That the idea of miraculous power is one with the idea of the intermediate being, at once divine and human, has historical proof in the fact that the miracles of the Old Testament, the delivery of the law, providence—all the elements which constitute the essence of religion, were in the later Judaism attributed to the Logos. In Philo, however, this Logos still hovers in the air between heaven and earth, now as abstract, now as concrete; that is, Philo vacillates between himself as a philosopher and himself as a religious Israelite—between the positive element of religion and the metaphysical idea of deity; but in such a way that even the abstract element is with him more or less invested with imaginative forms. In Christianity this Logos first attained perfect consistence, i.e., religion now concentrated itself exclusively on that element, that object, which is the basis of its essential difference. The Logos is the personified essence of religion. Hence the definition of God as the essence of feeling has its complete truth only in the Logos.

God as God is feeling as yet shut up, hidden; only Christ is the unclosed, open feeling or heart. In Christ feeling is first perfectly certain of itself, and assured beyond doubt of the truth and divinity of its own nature; for Christ denies nothing to feeling; he fulfils all its prayers. In God the soul is still silent as to what affects it most closely,—it only sighs; but in Christ it speaks out fully; here it has no longer any reserves. To him who only sighs, wishes are still attended with disquietude; he rather complains that what he wishes is not, than openly, positively declares what he wishes; he is still in doubt whether his wishes have the force of law. But in Christ all anxiety of the soul vanishes; he is the sighing soul passed into a song of triumph over its complete satisfaction; he is the joyful certainty of feeling that its wishes hidden in God have truth and reality, the actual victory over death, over all the powers of the world and Nature, the resurrection no longer merely hoped for, but already accomplished; he is the heart released from all oppressive limits, from all sufferings,—the soul in perfect blessedness, the Godhead made visible.[3]

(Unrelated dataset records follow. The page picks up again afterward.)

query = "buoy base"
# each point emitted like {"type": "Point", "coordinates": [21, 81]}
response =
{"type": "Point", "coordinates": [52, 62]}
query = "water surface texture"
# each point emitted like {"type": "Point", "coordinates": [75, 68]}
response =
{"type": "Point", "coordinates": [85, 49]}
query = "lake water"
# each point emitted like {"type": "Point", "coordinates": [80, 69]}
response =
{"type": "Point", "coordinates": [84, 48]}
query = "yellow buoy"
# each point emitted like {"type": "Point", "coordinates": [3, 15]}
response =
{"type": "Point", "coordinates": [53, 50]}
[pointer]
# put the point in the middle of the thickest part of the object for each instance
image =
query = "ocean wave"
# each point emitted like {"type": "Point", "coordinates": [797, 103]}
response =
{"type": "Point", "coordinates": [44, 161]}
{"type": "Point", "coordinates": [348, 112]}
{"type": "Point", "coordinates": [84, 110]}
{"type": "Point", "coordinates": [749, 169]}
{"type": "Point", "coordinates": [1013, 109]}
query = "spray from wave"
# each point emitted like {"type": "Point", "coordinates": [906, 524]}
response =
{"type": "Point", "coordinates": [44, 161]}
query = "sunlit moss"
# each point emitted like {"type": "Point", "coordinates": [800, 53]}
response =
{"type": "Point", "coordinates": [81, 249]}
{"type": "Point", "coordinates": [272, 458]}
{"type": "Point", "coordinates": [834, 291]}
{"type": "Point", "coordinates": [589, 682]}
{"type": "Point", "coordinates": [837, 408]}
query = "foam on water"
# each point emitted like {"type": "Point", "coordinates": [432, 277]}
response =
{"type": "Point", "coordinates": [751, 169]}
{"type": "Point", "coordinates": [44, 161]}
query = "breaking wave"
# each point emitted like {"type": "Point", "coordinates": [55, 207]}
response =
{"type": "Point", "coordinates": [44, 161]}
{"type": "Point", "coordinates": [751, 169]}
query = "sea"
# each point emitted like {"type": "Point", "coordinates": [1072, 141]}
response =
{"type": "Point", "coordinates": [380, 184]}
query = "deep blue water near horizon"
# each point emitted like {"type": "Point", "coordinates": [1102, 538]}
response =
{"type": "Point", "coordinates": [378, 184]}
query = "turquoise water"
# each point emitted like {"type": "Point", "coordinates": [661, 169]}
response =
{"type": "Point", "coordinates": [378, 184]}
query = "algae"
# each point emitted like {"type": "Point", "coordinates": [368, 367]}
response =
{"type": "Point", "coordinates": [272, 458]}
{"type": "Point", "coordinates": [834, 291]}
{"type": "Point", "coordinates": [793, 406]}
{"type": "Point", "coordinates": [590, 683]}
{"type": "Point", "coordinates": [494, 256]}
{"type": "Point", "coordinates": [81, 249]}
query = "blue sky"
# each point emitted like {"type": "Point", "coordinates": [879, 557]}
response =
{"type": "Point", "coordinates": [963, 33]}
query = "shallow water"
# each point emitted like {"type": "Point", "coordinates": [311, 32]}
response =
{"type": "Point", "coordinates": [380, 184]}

To see God is the highest wish, the highest triumph of the heart. Christ is this wish, this triumph, fulfilled. God, as an object of thought only, i.e., God as God, is always a remote being; the relation to him is an abstract one, like that relation of friendship in which we stand to a man who is distant from us, and personally unknown to us. However his works, the proofs of love which he gives us, may make his nature present to us, there always remains an unfilled void,—the heart is unsatisfied, we long to see him. So long as we have not met a being face to face, we are always in doubt whether he be really such as we imagine him; actual presence alone gives final confidence, perfect repose. Christ is God known personally; Christ, therefore, is the blessed certainty that God is what the soul desires and needs him to be. God, as the object of prayer, is indeed already a human being, since he sympathises with human misery, grants human wishes; but still he is not yet an object to the religious consciousness as a real man. Hence, only in Christ is the last wish of religion realised, the mystery of religious feeling solved:—solved however in the language of imagery proper to religion, for what God is in essence, that Christ is in actual appearance. So far the Christian religion may justly be called the absolute religion. That God, who in himself is nothing else than the nature of man, should also have a real existence as such, should be as man an object to the consciousness—this is the goal of religion; and this the Christian religion has attained in the incarnation of God, which is by no means a transitory act, for Christ remains man even after his ascension,—man in heart and man in form, only that his body is no longer an earthly one, liable to suffering.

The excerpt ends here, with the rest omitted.